MongoDB Indexing: Why It’s Never Just an Index

If you’ve ever had someone say, “The query is slow, just add an index,” this post is for you.In my recent MongoDB indexing session, we didn’t talk about syntax or fancy commands. We talked about something more uncomfortable and more important: what an index does to your system over time. Not just today’s slow query, but your long‑term workload, your writes, your replication, and your future self who has to keep this thing alive.

Indexes Don’t Sit Quietly in the Corner

Let’s start with a mindset shift.

Most of us learn indexes as “the thing that makes queries fast.” That’s not wrong, but in production it’s incomplete.

Every time your application:

Inserts a document
Updates a field that’s indexed
Deletes a document

MongoDB has to update all relevant index entries for that document.

So each new index is not a passive object. It’s a permanent increase in work for writes:

More keys to maintain
More structures to keep in sync
More data to store and read from disk.

Individually, that extra work looks small. But as data grows and write volume increases, it doesn’t grow linearly — it compounds.
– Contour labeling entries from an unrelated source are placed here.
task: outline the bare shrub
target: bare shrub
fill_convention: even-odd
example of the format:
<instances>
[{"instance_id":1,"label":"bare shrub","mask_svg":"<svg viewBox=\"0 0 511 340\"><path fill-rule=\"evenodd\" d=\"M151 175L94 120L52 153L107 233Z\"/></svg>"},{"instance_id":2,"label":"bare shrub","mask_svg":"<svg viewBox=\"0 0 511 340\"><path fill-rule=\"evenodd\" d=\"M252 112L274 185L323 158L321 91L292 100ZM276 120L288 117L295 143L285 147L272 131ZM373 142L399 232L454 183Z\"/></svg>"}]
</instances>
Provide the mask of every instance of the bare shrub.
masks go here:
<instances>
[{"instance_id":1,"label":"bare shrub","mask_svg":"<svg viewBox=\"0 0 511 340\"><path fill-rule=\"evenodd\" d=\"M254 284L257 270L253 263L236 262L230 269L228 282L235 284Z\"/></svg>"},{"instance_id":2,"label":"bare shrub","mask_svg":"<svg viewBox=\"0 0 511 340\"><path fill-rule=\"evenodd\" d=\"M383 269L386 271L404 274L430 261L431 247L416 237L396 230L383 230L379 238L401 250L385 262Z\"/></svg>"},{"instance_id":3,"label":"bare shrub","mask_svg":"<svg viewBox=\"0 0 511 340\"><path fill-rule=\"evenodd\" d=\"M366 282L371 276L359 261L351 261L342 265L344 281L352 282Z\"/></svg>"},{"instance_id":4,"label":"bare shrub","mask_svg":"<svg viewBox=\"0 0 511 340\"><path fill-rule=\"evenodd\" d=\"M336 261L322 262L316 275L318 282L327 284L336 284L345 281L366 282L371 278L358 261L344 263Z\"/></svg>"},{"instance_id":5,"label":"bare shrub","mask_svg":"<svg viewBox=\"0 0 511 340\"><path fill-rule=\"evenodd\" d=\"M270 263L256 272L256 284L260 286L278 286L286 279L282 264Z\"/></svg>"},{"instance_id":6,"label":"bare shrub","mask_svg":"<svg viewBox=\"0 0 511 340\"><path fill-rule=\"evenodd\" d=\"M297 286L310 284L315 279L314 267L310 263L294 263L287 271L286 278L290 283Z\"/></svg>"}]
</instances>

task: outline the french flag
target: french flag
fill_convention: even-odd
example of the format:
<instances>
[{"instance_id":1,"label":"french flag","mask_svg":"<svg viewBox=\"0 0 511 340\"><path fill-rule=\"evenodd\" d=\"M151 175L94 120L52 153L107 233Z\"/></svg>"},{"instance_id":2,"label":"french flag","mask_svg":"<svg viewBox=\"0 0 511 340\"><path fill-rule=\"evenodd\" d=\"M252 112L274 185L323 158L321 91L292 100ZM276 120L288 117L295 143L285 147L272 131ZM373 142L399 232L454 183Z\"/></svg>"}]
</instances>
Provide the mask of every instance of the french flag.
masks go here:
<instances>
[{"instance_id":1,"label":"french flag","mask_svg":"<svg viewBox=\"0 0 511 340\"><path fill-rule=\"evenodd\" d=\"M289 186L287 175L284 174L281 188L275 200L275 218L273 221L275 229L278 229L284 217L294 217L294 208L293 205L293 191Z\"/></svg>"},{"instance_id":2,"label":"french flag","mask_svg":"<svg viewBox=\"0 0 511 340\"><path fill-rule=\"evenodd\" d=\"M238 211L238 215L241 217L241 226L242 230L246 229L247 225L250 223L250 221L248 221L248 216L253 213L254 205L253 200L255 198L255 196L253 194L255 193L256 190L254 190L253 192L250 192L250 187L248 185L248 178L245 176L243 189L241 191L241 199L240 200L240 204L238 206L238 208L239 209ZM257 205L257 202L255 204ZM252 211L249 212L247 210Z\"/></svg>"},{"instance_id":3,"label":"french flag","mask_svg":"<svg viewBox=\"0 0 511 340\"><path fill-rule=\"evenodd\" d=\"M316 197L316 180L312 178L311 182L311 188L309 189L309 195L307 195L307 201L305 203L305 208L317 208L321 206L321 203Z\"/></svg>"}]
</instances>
That’s why I say: when you add an index, you’re not just optimizing a query. You’re changing the long‑term behavior of the system.

Index Creation: It’s a Workload Event, Not a Button Click

We also tend to treat “create index” as a harmless one‑time action.

Yes, MongoDB builds indexes online. Reads and writes continue while the index is being created. That’s good. But “online” does not mean “invisible.”

While an index build is running, MongoDB:

Scans the existing collection
Extracts index keys
Organizes them into index structures
Writes them to disk on the primary
Replays that work on secondaries as the operation replicates.

During that time, what happens?

CPU rises
Memory activity changes
Disk I/O goes up

If your system already runs close to capacity, that “temporary extra work” is exactly what exposes hidden bottlenecks.

So I don’t want you to fear index creation. I want you to respect it. Treat it like a workload event: plan it, schedule it, monitor it.

COLLSCAN vs IXSCAN: The Story Behind Those Two Words

Let’s talk about the classic explain‑plan story.

At a very high level, MongoDB can do two things for a query:

Scan the entire collection: COLLSCAN
Use an index: IXSCAN

In our lab, I created a simple dataset: about 500,000 “order” documents with fields like customerId, status, amount, city, orderDate — very typical transactional data.

Then I ran this query:

Find orders where customerId = 500 and status = “SHIPPED”.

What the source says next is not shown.